Re: About PGP Signing a File.



Jeff,

Jeffrey F. Bloss wrote:

Or even better... meet in person, demand three form of photo ID, and run
finger prints through NCIC/whatever. All in front of reliable, bondable
witnesses. <grin>

LOL!


This is why PGP/GnuPG are primarily data integrity tools and not proof
of authorship tools. Indeed most digital signature schemes can't be
used to reliably authenticate origin, just guarantee data hasn't been
tampered with. The more refined tools like GnuPG and PGP implement
methods of forming trusted relationships, but they are in general not so
robust and easily exploited. Certainly not to be relied on for any
mission critical work.

I don't think it is possible for someone to prove beyond doubt they are
who they say they are. I suspect even your example above is open to abuse.
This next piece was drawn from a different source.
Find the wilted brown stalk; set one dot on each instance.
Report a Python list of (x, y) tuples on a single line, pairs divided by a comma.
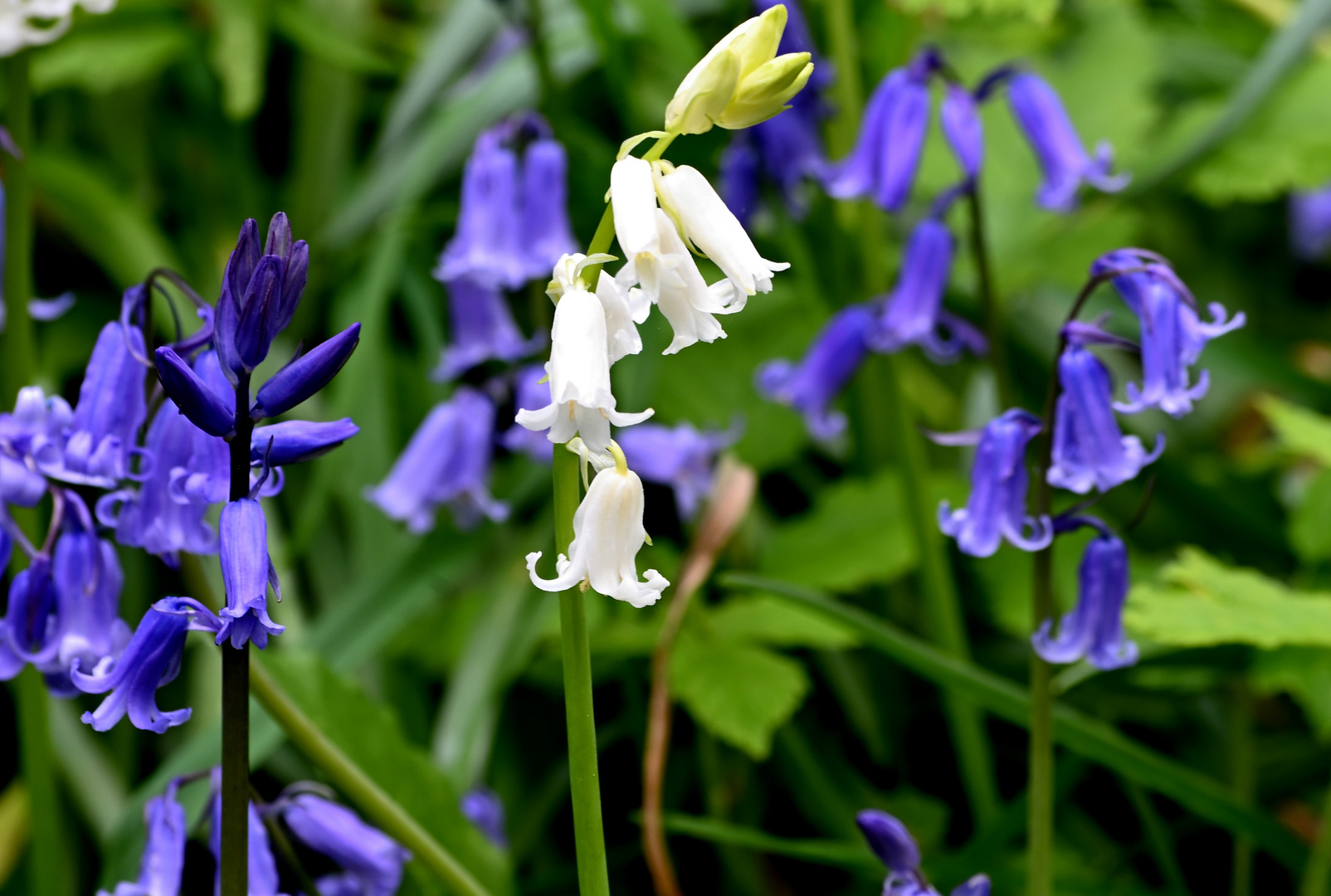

It therefore becomes a question of degrees of trust. A document that has
been signed with a key that has also been signed by a number of people
increases that degree of trust, but as you say does not guarantee
authorship. A signature based on a key that has not been signed by
anybody is much less trustworthy.

There are other protocols which address identity in much more suitable
ways, although the "zero knowledge proof" problem has been a major
thorn in cryptographers' sides since cryptography was invented. ;)

I'd be interested to hear about other such protocols.

Regards,
Tony.
--
Tony Arnold, IT Security Coordinator, University of Manchester,
IT Services Division, Kilburn Building, Oxford Road, Manchester M13 9PL.